FHIR Chat · Handling package-version conflicts · implementers

Stream: implementers

Topic: Handling package-version conflicts


view this post on Zulip Martin Höcker (Apr 19 2021 at 15:11):

I have the following FHIR packages: fhoo and bar. Note that they depend on different package-versions of some base-package:

{
 "name": "tld.name.fhoo",
 "version" : "1.0.0",
 "canonical" : "http://name.tld/fhoo",
 ...
 "dependencies": {
    "tld.name.base": "1.1.1",
 }
}
{
 "name": "tld.name.bar",
 "version" : "1.0.0",
 "canonical" : "http://name.tld/bar",
 ...
 "dependencies": {
    "tld.name.base": "1.2.2",
 }
}

How is this version conflict resolved when I use fhoo and bar in a "child"-package?

{
 "name": "tld.name.child",
 ...
 "dependencies": {
    "tld.name.fhoo": "1.0.0",
    "tld.name.bar": "1.0.0",
 }
}

The strategy used by npm is to allow for both versions of the base-package to be used simultaneously, but I'm not sure if that works well for me. For example, even if the package-version is different, the business-version of the individual resources might still be the same as before. In this case, the content of those resources should be the same, but this is not guaranteed (technical corrections that don't change the business-content might still be applied).

To be safe, I would probably err on the side of caution and use a maven-like version resolution strategy, where automatically the latest version is used (and a warning is emitted to the implementer). Would this be a suitable approach to the problem?

view this post on Zulip Grahame Grieve (Apr 19 2021 at 23:28):

I don't know how that's resolved. And I don't even know what the current tooling would do

view this post on Zulip Martin Höcker (Apr 21 2021 at 18:10):

I experimented a bit with SUSHI. It looks like SUSHI circumvents this problem by not automatically resolving transitive package dependencies. If you want to use profiles or other resources that are defined in a transitive dependency, you have to explicitly list this dependency in the sushi-config.yaml. If you don't, then there is a simple "not found"-error for the resource you are trying to use.

But I'm not sure how deliberate this choice in conflict-resolution-strategy was. Could you weigh in, @Chris Moesel ?

I have not yet tried it with firely terminal.

view this post on Zulip Chris Moesel (Apr 21 2021 at 18:59):

So... you're right. SUSHI requires you to explicitly list transitive dependencies if you will be using anything from them. I don't think this was intentional; it was probably more of an oversight. The thing that NPM has that we don't is wildcard versioning -- which allows more flexibility to find a single version of a transitive dependency that satisfies all requirements (if requirements don't require an explicit exact version). But... we don't have that so... I see two potential approaches: If there are conflicting versions of a transitive dependency,

  • Use the most recent version (of the specified transitive dependencies), OR
  • Require the user to explicitly specify what version to use by including it as a direct dependency (like SUSHI unintentionally requires now)

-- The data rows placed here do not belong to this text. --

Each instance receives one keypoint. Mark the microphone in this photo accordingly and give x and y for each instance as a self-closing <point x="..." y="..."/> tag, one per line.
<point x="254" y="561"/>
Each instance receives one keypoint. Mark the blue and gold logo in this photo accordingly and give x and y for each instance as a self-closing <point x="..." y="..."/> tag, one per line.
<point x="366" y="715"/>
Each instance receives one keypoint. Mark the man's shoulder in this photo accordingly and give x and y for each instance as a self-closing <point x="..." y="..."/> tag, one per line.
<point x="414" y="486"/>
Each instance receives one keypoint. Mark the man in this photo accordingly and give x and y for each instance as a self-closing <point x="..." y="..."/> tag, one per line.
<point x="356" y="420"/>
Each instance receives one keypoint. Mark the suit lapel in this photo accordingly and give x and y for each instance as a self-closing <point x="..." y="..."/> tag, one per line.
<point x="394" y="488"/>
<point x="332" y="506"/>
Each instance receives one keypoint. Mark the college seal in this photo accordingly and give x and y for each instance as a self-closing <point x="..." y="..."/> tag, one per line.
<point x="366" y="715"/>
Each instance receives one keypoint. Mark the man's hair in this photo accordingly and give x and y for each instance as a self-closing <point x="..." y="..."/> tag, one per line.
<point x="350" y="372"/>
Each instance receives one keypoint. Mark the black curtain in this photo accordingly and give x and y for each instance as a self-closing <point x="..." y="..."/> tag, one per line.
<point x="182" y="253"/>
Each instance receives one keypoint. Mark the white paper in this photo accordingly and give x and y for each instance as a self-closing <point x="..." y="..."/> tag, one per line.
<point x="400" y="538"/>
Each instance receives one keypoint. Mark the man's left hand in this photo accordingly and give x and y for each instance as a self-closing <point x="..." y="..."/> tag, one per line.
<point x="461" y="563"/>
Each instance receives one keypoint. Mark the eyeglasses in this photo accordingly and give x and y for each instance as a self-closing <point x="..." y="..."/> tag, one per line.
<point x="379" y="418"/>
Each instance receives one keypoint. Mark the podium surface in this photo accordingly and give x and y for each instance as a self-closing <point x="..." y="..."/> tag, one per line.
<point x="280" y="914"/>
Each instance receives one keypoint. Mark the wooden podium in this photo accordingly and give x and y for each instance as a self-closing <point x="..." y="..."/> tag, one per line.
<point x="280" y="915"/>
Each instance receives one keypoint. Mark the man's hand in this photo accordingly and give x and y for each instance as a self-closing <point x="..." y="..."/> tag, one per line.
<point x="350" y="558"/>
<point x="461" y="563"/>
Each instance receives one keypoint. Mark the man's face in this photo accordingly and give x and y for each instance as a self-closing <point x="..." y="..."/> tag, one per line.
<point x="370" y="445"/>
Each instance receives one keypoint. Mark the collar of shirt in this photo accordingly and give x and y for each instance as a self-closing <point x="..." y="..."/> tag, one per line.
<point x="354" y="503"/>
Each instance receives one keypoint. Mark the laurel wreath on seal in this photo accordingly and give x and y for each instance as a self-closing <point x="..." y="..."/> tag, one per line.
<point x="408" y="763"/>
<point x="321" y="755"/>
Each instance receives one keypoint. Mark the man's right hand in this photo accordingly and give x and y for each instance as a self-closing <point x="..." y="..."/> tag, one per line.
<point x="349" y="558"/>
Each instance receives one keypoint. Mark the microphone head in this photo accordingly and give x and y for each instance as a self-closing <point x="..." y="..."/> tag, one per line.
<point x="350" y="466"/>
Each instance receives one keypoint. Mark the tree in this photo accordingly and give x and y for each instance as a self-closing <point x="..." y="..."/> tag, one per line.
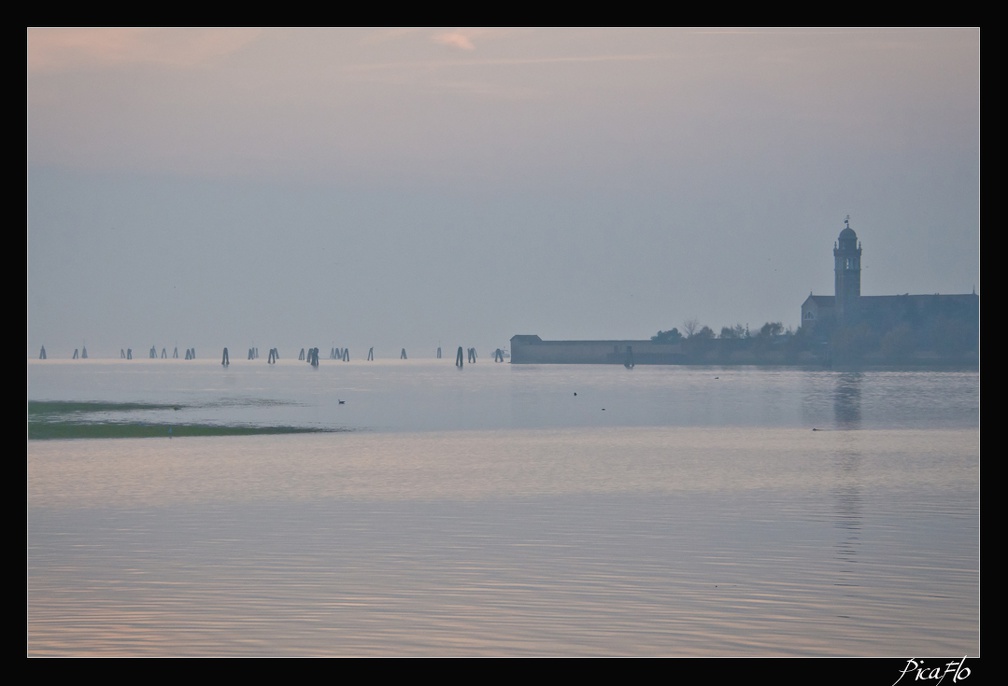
<point x="671" y="335"/>
<point x="771" y="328"/>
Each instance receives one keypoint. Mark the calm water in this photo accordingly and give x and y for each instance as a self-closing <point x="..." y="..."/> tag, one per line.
<point x="504" y="510"/>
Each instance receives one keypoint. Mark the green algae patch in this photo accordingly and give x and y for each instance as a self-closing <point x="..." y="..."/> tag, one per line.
<point x="64" y="420"/>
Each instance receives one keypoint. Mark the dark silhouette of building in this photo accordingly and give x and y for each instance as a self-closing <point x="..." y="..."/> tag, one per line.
<point x="892" y="324"/>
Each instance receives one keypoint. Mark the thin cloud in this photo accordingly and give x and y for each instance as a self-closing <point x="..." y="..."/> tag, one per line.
<point x="56" y="49"/>
<point x="458" y="39"/>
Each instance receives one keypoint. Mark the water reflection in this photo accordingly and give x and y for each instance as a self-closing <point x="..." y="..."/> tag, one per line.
<point x="847" y="400"/>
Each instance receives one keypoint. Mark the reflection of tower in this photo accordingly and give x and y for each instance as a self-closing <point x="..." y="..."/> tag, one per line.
<point x="847" y="270"/>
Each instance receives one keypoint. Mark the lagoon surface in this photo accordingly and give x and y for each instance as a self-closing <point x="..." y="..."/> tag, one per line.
<point x="500" y="510"/>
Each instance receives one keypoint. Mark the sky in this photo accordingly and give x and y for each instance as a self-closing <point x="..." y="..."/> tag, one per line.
<point x="416" y="187"/>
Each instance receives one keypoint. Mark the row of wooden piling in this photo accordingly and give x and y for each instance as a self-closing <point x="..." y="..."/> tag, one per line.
<point x="306" y="355"/>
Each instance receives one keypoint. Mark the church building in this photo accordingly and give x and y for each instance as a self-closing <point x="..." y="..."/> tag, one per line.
<point x="930" y="321"/>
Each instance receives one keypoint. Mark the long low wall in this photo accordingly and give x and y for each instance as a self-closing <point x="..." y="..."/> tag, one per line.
<point x="531" y="350"/>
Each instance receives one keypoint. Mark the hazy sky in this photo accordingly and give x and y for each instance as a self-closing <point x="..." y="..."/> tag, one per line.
<point x="410" y="187"/>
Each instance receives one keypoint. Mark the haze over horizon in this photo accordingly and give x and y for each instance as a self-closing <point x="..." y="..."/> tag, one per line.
<point x="421" y="186"/>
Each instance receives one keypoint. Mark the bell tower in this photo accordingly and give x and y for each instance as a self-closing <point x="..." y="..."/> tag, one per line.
<point x="847" y="271"/>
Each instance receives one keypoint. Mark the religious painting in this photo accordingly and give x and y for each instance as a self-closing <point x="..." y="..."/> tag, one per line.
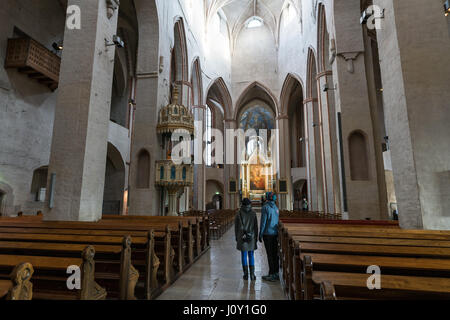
<point x="257" y="178"/>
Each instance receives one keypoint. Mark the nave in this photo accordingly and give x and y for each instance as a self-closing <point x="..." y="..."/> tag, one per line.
<point x="217" y="275"/>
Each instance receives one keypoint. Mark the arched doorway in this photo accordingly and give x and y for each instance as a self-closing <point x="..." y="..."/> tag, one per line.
<point x="300" y="193"/>
<point x="2" y="203"/>
<point x="113" y="195"/>
<point x="214" y="195"/>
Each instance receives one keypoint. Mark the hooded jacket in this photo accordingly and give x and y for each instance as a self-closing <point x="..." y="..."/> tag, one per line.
<point x="250" y="224"/>
<point x="269" y="219"/>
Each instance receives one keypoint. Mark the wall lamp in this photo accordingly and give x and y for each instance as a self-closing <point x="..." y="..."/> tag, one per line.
<point x="57" y="47"/>
<point x="116" y="42"/>
<point x="371" y="11"/>
<point x="327" y="88"/>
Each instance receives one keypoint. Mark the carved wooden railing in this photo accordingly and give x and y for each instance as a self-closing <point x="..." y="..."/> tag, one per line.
<point x="33" y="59"/>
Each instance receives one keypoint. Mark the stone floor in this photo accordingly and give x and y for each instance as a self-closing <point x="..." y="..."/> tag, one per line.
<point x="217" y="275"/>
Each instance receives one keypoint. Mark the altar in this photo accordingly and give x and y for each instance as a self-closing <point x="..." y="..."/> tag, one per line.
<point x="257" y="175"/>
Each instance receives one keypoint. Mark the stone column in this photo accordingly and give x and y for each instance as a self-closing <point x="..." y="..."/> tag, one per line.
<point x="329" y="132"/>
<point x="284" y="169"/>
<point x="311" y="154"/>
<point x="230" y="170"/>
<point x="349" y="77"/>
<point x="199" y="169"/>
<point x="80" y="132"/>
<point x="414" y="52"/>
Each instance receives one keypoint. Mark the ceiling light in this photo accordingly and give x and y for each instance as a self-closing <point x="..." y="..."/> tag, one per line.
<point x="255" y="22"/>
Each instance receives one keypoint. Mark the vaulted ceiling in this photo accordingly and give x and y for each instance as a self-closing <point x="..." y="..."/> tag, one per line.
<point x="238" y="12"/>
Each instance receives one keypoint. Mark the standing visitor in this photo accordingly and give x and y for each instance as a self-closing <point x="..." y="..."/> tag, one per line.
<point x="269" y="233"/>
<point x="305" y="204"/>
<point x="246" y="233"/>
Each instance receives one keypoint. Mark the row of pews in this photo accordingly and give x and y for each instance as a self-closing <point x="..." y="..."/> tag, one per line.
<point x="119" y="257"/>
<point x="220" y="221"/>
<point x="309" y="215"/>
<point x="331" y="259"/>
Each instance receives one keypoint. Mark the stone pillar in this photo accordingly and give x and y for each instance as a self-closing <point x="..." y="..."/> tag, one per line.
<point x="284" y="168"/>
<point x="311" y="154"/>
<point x="230" y="170"/>
<point x="329" y="133"/>
<point x="80" y="132"/>
<point x="414" y="52"/>
<point x="349" y="77"/>
<point x="199" y="169"/>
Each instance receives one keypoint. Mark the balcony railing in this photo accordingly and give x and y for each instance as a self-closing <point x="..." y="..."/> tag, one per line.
<point x="33" y="59"/>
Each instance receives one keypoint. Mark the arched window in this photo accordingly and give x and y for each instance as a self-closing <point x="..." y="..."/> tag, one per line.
<point x="143" y="171"/>
<point x="208" y="137"/>
<point x="359" y="164"/>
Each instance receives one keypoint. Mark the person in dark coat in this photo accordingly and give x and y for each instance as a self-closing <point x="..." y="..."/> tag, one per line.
<point x="269" y="233"/>
<point x="246" y="224"/>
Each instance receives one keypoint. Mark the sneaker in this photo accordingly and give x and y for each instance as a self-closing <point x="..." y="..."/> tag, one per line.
<point x="267" y="278"/>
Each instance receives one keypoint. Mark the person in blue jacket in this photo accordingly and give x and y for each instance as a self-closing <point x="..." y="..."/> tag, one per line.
<point x="269" y="233"/>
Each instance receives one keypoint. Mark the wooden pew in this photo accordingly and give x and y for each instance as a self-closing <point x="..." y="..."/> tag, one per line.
<point x="331" y="285"/>
<point x="340" y="285"/>
<point x="49" y="281"/>
<point x="118" y="275"/>
<point x="296" y="240"/>
<point x="194" y="232"/>
<point x="106" y="233"/>
<point x="110" y="248"/>
<point x="20" y="286"/>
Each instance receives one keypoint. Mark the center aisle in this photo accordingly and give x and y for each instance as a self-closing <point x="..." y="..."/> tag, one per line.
<point x="217" y="275"/>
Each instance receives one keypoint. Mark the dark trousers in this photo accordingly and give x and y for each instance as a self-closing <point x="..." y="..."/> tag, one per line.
<point x="271" y="244"/>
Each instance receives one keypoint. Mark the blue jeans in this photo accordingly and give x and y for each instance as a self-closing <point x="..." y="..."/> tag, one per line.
<point x="251" y="258"/>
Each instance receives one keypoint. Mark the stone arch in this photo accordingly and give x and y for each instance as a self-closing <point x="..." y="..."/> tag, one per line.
<point x="300" y="190"/>
<point x="113" y="194"/>
<point x="358" y="155"/>
<point x="246" y="96"/>
<point x="148" y="27"/>
<point x="290" y="81"/>
<point x="311" y="72"/>
<point x="292" y="97"/>
<point x="323" y="41"/>
<point x="223" y="94"/>
<point x="180" y="60"/>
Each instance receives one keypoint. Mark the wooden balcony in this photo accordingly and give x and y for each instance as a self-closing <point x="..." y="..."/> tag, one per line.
<point x="34" y="60"/>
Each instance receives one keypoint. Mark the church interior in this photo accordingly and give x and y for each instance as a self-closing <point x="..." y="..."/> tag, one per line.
<point x="132" y="130"/>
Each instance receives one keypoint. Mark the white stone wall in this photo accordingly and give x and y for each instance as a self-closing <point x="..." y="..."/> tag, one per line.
<point x="26" y="106"/>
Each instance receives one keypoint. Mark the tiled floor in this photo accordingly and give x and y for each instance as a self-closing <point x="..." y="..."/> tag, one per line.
<point x="217" y="275"/>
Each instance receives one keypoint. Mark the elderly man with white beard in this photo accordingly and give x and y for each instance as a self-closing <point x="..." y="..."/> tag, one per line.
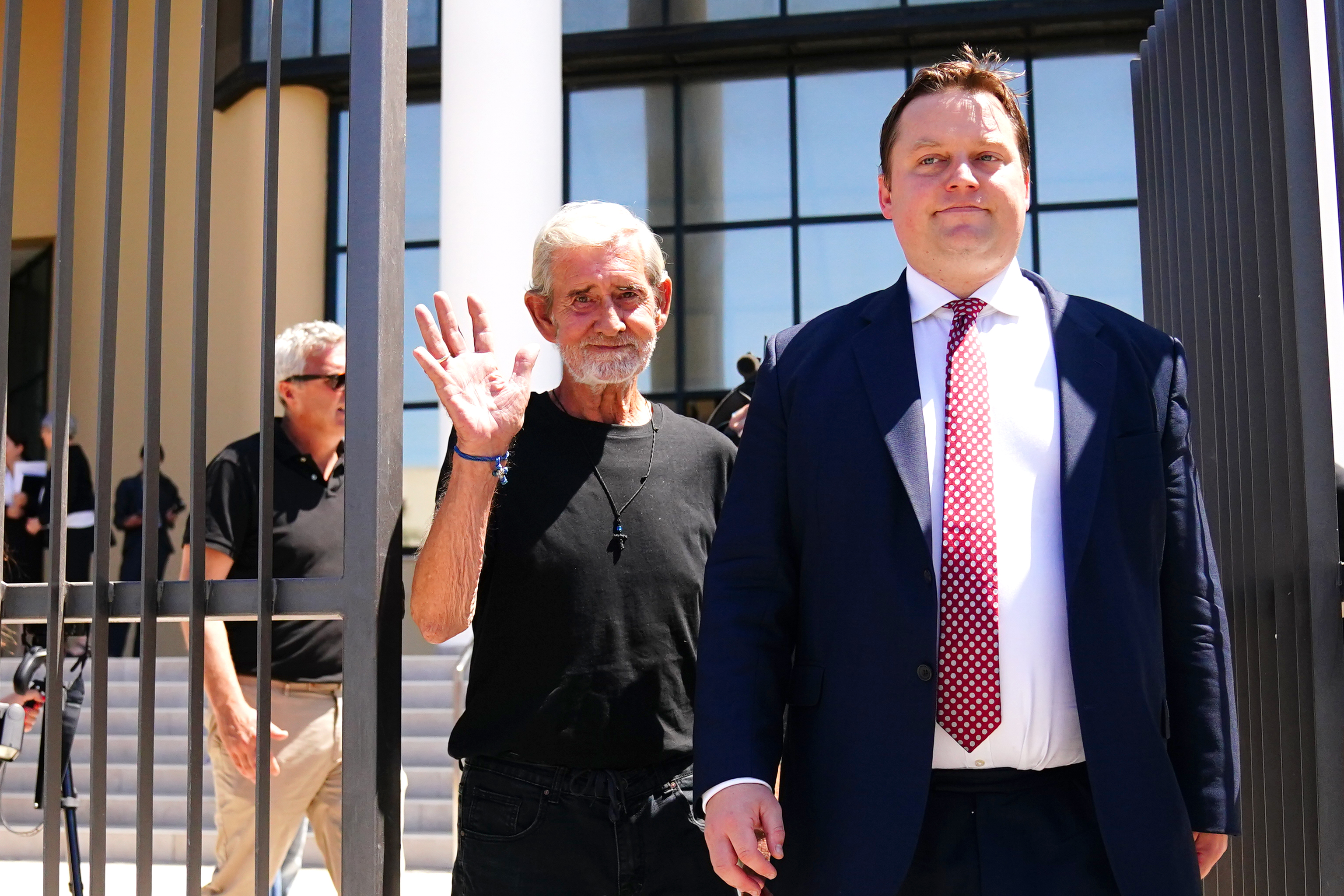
<point x="572" y="534"/>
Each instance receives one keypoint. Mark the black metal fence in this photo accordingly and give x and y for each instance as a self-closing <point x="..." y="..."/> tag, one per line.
<point x="369" y="594"/>
<point x="1233" y="265"/>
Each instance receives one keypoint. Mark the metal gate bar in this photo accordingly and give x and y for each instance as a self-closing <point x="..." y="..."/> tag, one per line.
<point x="266" y="473"/>
<point x="107" y="402"/>
<point x="63" y="313"/>
<point x="1232" y="246"/>
<point x="200" y="445"/>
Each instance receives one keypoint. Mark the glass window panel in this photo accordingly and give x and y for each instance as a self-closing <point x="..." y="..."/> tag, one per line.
<point x="423" y="171"/>
<point x="721" y="10"/>
<point x="296" y="29"/>
<point x="1085" y="130"/>
<point x="621" y="150"/>
<point x="421" y="279"/>
<point x="840" y="262"/>
<point x="342" y="174"/>
<point x="798" y="7"/>
<point x="839" y="121"/>
<point x="423" y="23"/>
<point x="738" y="289"/>
<point x="423" y="147"/>
<point x="339" y="311"/>
<point x="1095" y="253"/>
<point x="735" y="151"/>
<point x="335" y="27"/>
<point x="421" y="458"/>
<point x="609" y="15"/>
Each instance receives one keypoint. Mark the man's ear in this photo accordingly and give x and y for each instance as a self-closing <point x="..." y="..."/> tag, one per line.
<point x="542" y="318"/>
<point x="885" y="195"/>
<point x="665" y="304"/>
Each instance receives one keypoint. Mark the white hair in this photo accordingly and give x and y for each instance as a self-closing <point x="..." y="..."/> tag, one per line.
<point x="588" y="225"/>
<point x="301" y="342"/>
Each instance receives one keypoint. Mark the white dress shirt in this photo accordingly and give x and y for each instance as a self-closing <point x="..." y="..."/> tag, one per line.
<point x="1040" y="727"/>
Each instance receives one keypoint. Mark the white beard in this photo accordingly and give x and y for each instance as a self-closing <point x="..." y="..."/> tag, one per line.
<point x="608" y="371"/>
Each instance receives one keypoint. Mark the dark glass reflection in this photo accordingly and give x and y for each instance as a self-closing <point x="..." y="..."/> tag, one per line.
<point x="839" y="124"/>
<point x="1085" y="130"/>
<point x="1095" y="253"/>
<point x="296" y="29"/>
<point x="423" y="171"/>
<point x="682" y="11"/>
<point x="737" y="289"/>
<point x="621" y="150"/>
<point x="840" y="262"/>
<point x="735" y="150"/>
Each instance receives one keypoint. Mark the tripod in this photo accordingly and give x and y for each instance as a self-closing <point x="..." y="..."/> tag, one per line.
<point x="23" y="680"/>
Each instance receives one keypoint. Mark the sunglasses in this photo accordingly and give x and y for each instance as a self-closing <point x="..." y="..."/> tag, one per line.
<point x="335" y="381"/>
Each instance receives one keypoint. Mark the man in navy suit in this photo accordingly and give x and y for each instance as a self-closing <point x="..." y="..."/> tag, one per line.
<point x="964" y="586"/>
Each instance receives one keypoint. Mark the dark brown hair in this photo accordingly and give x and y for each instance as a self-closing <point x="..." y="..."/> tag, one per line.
<point x="977" y="73"/>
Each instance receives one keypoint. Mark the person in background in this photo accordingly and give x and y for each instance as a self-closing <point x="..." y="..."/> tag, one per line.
<point x="307" y="656"/>
<point x="78" y="506"/>
<point x="730" y="416"/>
<point x="23" y="483"/>
<point x="128" y="516"/>
<point x="576" y="539"/>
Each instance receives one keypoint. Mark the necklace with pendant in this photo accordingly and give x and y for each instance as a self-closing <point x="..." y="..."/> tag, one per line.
<point x="619" y="535"/>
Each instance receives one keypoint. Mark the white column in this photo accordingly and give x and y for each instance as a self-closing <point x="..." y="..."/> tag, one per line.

Of course there are still all sorts of fun things that can happen since parts of dependency StructureDefinitions can be embedded in other profile definitions (due to traversing into the structure). So, just because we might have a way to choose a version to use does not mean we are out of the woods! I guess the only way to solve that problem is to allow each dependency to have access to its own sub-dependencies (without choosing a "common" version) -- but that gets pretty complex and I'm not really sure what it means for interoperability either...

view this post on Zulip Lloyd McKenzie (Apr 21 2021 at 22:11):

I think requiring explicitly listing dependencies that should be inherited through an existing dependency is going to result in maintenance pain (at some point the version references are going to get out of sync).